Stubbs Amber, Kotfila Christopher, Uzuner Özlem
School of Library and Information Science, Simmons College, Boston, MA, USA.
Department of Information Studies, State University of New York at Albany, Albany, NY, USA.
J Biomed Inform. 2015 Dec;58 Suppl(Suppl):S11-S19. doi: 10.1016/j.jbi.2015.06.007. Epub 2015 Jul 28.
The 2014 i2b2/UTHealth Natural Language Processing (NLP) shared task featured four tracks. The first of these was the de-identification track focused on identifying protected health information (PHI) in longitudinal clinical narratives. The longitudinal nature of clinical narratives calls particular attention to details of information that, while benign on their own in separate records, can lead to identification of patients in combination in longitudinal records. Accordingly, the 2014 de-identification track addressed a broader set of entities and PHI than covered by the Health Insurance Portability and Accountability Act - the focus of the de-identification shared task that was organized in 2006. Ten teams tackled the 2014 de-identification task and submitted 22 system outputs for evaluation. Each team was evaluated on their best performing system output. Three of the 10 systems achieved F1 scores over .90, and seven of the top 10 scored over .75. The most successful systems combined conditional random fields and hand-written rules. Our findings indicate that automated systems can be very effective for this task, but that de-identification is not yet a solved problem.
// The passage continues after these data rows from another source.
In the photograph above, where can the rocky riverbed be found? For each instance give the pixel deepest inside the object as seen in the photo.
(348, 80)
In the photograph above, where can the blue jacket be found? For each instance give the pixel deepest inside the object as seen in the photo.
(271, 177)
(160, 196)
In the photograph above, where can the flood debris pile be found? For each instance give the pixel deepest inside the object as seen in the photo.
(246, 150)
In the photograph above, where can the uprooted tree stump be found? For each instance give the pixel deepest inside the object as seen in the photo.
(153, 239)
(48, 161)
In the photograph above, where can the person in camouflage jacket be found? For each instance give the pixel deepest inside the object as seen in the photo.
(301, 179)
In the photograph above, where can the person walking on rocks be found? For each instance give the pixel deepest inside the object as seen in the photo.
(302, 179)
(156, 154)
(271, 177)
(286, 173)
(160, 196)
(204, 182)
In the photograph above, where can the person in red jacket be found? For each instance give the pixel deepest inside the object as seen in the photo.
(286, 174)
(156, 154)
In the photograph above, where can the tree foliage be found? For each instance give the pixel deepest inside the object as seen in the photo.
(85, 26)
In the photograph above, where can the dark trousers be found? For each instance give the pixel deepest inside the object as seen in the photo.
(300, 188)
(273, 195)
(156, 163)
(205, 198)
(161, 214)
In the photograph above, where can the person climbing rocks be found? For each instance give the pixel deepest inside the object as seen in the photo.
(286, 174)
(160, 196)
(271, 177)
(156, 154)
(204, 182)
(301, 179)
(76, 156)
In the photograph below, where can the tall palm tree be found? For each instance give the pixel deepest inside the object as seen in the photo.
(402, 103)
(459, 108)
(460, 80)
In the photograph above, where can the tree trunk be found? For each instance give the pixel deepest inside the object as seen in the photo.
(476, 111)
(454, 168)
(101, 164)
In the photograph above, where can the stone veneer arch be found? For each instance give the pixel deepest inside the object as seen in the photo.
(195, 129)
2014年i2b2/德克萨斯大学健康科学中心自然语言处理(NLP)共享任务有四个赛道。其中第一个是去识别赛道,专注于在纵向临床叙述中识别受保护的健康信息(PHI)。临床叙述的纵向性质特别关注信息细节,这些细节虽然在单独记录中本身无害,但在纵向记录中组合起来可能导致患者被识别。因此,2014年去识别赛道处理的实体和PHI比《健康保险流通与责任法案》涵盖的范围更广——2006年组织的去识别共享任务的重点。十个团队参与了2014年去识别任务并提交了22个系统输出进行评估。每个团队根据其表现最佳的系统输出进行评估。十个系统中有三个的F1分数超过0.90,排名前十的系统中有七个得分超过0.75。最成功的系统结合了条件随机场和手写规则。我们的研究结果表明,自动化系统对于这项任务可能非常有效,但去识别尚未成为一个已解决的问题。